An Exciting Indian Campaign
FIRST SERVICE AS RANGER CAPTAIN. BIGGEST INDIAN SCARE ON RECORD
It was in January, 1891, that Bill McDonald received his appointment as Ranger Captain, and his first official service was not long delayed. He arrived at Amarillo about midnight, and was received with congratulations, for the news had traveled ahead of him. He was tired, however, and the hour was late, so he presently slipped away to bed. He had hardly fallen asleep when he was rudely awakened and handed a telegram which stated that the Indians had made a raid across the border, and were killing and robbing in Hall County, near Salisbury.
Captain McDonald read the telegram and laughed. There had been no Indian troubles in Texas for a number of years. White renegades there were in plenty, but Indian outbreaks had long since ceased.
"I guess the boys are trying to have some fun with me on my first night," he said, and turned in once more to sleep. But a few minutes later another telegram came; and another; this time from the superintendent of the railroad company—a Mr. Good, whom McDonald knew as a man not given to practical joking.
The Ranger Captain dressed himself, hurried over to the telegraph office and got the operator there to talk over the wire to the operator where the scare had originated. He learned that it seemed to be genuine, and that everybody was leaving the neighborhood. The operator at Salisbury ended his information with "Good-by, I'm going now myself."
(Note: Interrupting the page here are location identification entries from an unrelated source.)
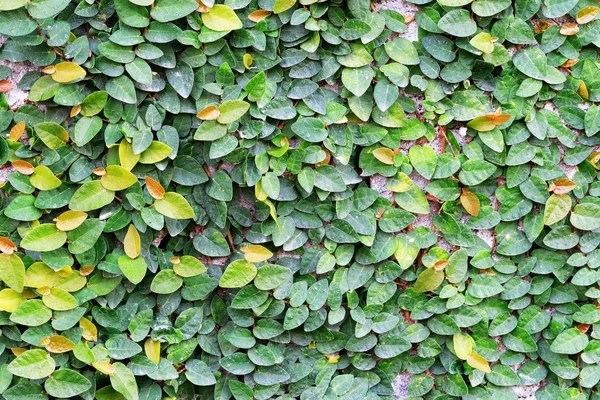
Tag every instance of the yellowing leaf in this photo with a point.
(23, 167)
(90, 332)
(562, 186)
(154, 188)
(67, 72)
(152, 350)
(12, 271)
(587, 14)
(384, 155)
(187, 266)
(247, 59)
(483, 42)
(7, 246)
(117, 178)
(463, 345)
(105, 367)
(58, 344)
(156, 152)
(70, 220)
(256, 253)
(209, 113)
(17, 131)
(221, 18)
(174, 205)
(10, 300)
(478, 362)
(44, 179)
(132, 242)
(283, 5)
(258, 15)
(569, 29)
(470, 202)
(126, 155)
(39, 274)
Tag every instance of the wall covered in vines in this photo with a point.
(281, 199)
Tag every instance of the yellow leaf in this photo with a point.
(478, 362)
(569, 29)
(117, 178)
(39, 275)
(187, 266)
(7, 246)
(154, 188)
(70, 220)
(90, 332)
(58, 344)
(259, 193)
(221, 18)
(482, 124)
(67, 72)
(10, 300)
(152, 350)
(256, 253)
(126, 156)
(587, 14)
(209, 113)
(258, 15)
(132, 242)
(283, 5)
(105, 367)
(562, 186)
(17, 131)
(483, 42)
(463, 345)
(384, 155)
(470, 202)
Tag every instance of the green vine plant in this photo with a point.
(281, 199)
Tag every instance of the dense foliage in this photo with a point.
(190, 213)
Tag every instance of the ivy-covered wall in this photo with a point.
(315, 200)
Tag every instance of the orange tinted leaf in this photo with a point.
(478, 362)
(209, 113)
(470, 202)
(569, 29)
(5, 85)
(17, 131)
(23, 167)
(154, 188)
(384, 155)
(587, 14)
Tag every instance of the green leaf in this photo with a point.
(238, 274)
(221, 18)
(66, 383)
(91, 196)
(45, 237)
(123, 381)
(174, 205)
(428, 280)
(32, 364)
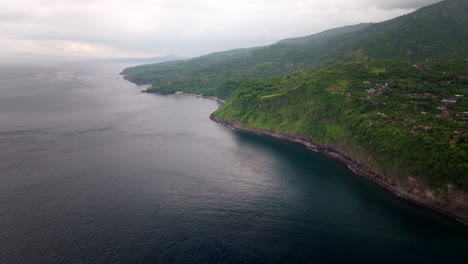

Captain Bill still could not believe it a genuine Indian incursion. Hall County was in the second tier from the Territory line, and the Indians would have had to cross Childress County to get to it. He did not believe that they would undertake to do this, or that they could have accomplished it without previous alarms. Still, it was his duty to investigate. He got a special train; loaded in men, horses and pack-mules, and set out on a hunt for Indians. It was about a hundred miles to Salisbury, and they reached there early in the day. Not a soul was in sight anywhere. The inhabitants were hidden, some in dug-outs, some in haystacks, some in the tall grass. Here and there, as the train pulled in, McDonald saw a head stick out from a sod house far out on the prairie, then suddenly disappear, like a prairie-dog dropping into his hole. He set out to interview some of these wary settlers, and learned that the Indian alarm had been given by a man—a new settler just arrived in the country—who had ridden his horse to death and lost one of his children—having left him far behind somewhere—in his wild eagerness to escape the savages who, he declared, were burning and scalping not far away. Captain Bill found this man, and after a little talk with him was convinced that what he had seen was nothing more nor less than some cowboys on a round-up, disporting themselves around their campfire at night, as cowboys will—dancing and capering in the mad manner of young plainsmen whose ideas of amusement are elemental, and whose opportunities for social diversions are few. The man and the neighborhood, however, remained unconvinced, so it was decided to visit the scene of the disturbance.